高校の学園祭で自分で考えて作った漫才がウケた

――学生時代の進路選択についてお伺いしたいのですが、お二人とも高校生の頃にお笑いコンビを組んだ経験があるとお聞きしました。

内海 僕は高校3年生のときに、ちょうど「M-1甲子園」という高校生向けのお笑い大会が始まって。漫才をやりたいとかはなかったんですけど、新聞で募集を見て出たくなり、中学生の同級生を誘って出ました。

――結果はどうだったんですか?

内海 予選で落ちちゃったんで、そこまでウケていませんでした。決勝へ行けるという変な自信があったので悔しかったです。帰りの電車ではウケなかったのが恥ずかしくて無言でした。だから、その時点では芸人になろうと思わなかったです。当時は夢がコロコロ変わったんですよ。探偵物のアニメを見たら探偵になりたかったし、競馬好きやったからジョッキーになりたかったし。高校3年生のときの夢はシナリオライターだったので、それで大阪芸術大学映像学科に入ったんですが、気づけば落研に入って、芸人をやることになりました。

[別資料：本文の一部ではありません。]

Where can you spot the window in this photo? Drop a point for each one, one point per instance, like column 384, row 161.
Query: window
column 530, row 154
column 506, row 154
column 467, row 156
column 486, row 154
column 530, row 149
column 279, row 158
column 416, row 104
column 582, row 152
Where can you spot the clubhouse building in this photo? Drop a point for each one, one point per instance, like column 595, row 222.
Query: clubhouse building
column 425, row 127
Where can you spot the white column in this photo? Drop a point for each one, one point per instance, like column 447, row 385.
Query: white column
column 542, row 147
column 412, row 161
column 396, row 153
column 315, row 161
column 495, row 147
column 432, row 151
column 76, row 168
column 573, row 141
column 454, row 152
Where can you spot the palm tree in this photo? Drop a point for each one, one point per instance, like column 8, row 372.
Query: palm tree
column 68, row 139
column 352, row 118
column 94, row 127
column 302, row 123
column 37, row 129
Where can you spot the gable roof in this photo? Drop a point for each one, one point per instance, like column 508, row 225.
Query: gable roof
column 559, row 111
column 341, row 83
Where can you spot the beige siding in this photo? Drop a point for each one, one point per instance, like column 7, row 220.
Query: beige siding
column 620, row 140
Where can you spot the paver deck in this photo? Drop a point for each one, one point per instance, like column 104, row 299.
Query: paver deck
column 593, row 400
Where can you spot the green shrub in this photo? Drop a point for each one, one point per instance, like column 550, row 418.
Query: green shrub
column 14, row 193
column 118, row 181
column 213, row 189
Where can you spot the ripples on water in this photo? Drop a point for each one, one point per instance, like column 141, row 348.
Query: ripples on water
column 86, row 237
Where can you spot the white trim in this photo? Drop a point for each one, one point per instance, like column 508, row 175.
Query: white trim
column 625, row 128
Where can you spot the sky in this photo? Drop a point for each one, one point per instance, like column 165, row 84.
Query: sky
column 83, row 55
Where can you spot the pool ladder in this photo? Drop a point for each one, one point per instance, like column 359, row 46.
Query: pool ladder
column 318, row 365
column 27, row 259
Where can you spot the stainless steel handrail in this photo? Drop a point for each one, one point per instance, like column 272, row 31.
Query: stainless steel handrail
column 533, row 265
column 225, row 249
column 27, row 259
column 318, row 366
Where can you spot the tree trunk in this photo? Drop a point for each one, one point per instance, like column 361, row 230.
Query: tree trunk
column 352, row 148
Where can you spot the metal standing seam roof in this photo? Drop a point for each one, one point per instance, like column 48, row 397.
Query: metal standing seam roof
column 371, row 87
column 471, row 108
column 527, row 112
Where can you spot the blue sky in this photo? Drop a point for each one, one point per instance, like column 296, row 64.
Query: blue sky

駒場 僕は小学生の頃から「芸人になりたい」という夢のみでした。ダウンタウンさんが大好きで、テレビ、ビデオだけでなく、本も読みあさってました。「ガキの使い」は録音して、MDに焼いて、それを聴きながら学校に行ってました。高校生のときもずっとそんな感じでしたが、高校3年生の学園祭で、クラスで出し物をしようということになったんです。歌う子、踊る子がいる中で、僕は同じクラスの子と漫才したんですが、それが人前での初めての漫才でした。

――もともと目立つことは好きだったんですか?

駒場 人前で何かをできるようなタイプではなかったですね。それでも学園祭ではウケたんですよ。自分で考えて作ったものがウケてめちゃくちゃ嬉しかったです。

――駒場さんが大阪芸大に進学した理由は?

駒場 僕は横浜の中学・高校に行ってたんですけど、もともと母親が大阪っていうのと、大阪のお笑いが大好きで一番面白いと思ってたんです。だから東京吉本の養成所ではなく、大阪のほうに行きたいと。でも親から、「高校卒業してすぐに養成所に入るのもあれやし、大学には行ったら?」と言われたんです。それで大学は行くけど、大阪に行かせてくれという話で落ち着きました。でも経済学部や法学部があるような普通の大学には興味がなかったし、そこに行ってもしんどいやろなと思って。それならテレビやラジオが作れる放送学科なら、役に立つかなと思って大阪芸大の放送学科を選ばせていただきました。